Questo vuol dire che non sono previste risorse né per investimenti e progressivamente nemmeno per gli ammortizzatori sociali.
Chi perde il lavoro o andrà in cassintegrazione perché la sua azienda è in crisi, chiude o delocalizza ha davanti a sé unicamente un futuro di disoccupazione e miseria in solitudine.

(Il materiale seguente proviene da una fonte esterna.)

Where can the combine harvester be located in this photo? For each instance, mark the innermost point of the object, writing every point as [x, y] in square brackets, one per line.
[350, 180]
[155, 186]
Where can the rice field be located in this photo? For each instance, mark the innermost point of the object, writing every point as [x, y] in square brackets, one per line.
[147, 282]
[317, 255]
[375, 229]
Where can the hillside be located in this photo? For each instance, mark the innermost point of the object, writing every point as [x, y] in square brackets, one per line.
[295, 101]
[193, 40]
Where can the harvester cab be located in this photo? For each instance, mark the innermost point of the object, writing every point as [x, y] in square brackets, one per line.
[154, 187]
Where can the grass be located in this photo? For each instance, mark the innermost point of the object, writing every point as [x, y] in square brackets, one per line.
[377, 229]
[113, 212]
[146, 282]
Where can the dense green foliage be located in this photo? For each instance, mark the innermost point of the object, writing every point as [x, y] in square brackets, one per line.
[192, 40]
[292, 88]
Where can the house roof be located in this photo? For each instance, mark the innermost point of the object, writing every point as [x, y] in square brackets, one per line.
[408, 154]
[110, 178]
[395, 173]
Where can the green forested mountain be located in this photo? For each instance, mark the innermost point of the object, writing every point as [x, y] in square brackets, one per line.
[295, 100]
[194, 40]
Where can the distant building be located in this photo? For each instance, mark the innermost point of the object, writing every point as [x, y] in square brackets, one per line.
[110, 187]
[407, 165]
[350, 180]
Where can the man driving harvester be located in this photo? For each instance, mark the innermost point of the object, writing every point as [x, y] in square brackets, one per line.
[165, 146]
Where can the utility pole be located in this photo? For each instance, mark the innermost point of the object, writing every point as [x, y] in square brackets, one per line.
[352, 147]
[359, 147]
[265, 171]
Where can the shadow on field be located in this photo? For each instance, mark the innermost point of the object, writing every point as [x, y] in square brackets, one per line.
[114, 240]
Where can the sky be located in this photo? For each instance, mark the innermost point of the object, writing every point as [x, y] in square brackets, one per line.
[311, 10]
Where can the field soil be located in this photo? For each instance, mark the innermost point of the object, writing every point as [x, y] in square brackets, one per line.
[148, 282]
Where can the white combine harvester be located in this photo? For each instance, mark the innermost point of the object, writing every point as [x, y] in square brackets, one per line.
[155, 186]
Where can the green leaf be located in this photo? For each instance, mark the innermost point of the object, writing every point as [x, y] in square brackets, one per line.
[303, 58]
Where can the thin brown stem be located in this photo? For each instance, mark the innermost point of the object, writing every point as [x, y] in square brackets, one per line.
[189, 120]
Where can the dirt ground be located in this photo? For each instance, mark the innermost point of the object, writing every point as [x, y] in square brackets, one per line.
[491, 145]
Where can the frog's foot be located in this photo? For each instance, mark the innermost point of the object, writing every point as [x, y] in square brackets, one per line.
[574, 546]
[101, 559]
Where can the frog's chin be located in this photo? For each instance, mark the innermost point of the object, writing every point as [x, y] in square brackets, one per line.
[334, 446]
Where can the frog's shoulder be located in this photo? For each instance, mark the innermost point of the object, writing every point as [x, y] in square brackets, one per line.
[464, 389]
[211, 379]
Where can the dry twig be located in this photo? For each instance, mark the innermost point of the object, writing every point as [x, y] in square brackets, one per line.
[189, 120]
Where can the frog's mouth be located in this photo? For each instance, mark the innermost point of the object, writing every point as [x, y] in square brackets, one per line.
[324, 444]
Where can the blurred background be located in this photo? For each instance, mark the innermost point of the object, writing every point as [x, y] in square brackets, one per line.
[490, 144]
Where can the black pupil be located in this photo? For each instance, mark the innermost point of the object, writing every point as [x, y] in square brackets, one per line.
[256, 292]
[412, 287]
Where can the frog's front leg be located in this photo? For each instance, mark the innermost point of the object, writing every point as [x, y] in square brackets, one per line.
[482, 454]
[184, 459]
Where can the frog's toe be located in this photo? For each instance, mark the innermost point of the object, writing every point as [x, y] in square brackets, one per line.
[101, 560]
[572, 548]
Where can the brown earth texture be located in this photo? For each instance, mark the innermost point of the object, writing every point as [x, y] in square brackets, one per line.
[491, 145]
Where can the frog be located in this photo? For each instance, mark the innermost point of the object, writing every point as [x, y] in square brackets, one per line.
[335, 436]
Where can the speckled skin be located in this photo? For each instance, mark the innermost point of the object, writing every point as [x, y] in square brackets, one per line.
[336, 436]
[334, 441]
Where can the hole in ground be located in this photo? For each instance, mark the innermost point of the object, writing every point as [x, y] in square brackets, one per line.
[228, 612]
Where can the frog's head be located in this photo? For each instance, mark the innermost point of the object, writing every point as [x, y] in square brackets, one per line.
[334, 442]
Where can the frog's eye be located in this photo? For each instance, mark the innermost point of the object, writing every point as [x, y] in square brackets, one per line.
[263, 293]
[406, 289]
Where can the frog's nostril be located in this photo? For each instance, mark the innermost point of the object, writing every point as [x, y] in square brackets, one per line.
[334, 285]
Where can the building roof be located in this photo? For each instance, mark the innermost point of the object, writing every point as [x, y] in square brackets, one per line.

Parliamo di centinaia di migliaia di posti di lavoro a rischio. Solo sui tavoli aperti al ministero dello sviluppo economico sono coinvolti 285.800 lavoratori e lavoratrici, dei quali 74.605 sono stati dichiarati già da oggi in esubero. Per non parlare dell’impatto sull’indotto che moltiplica per due o tre i numeri. Da questi numeri, raccolti sempre dallo stesso rapporto CGIL, sono escluse le grandi aziende gestite direttamente dal ministero.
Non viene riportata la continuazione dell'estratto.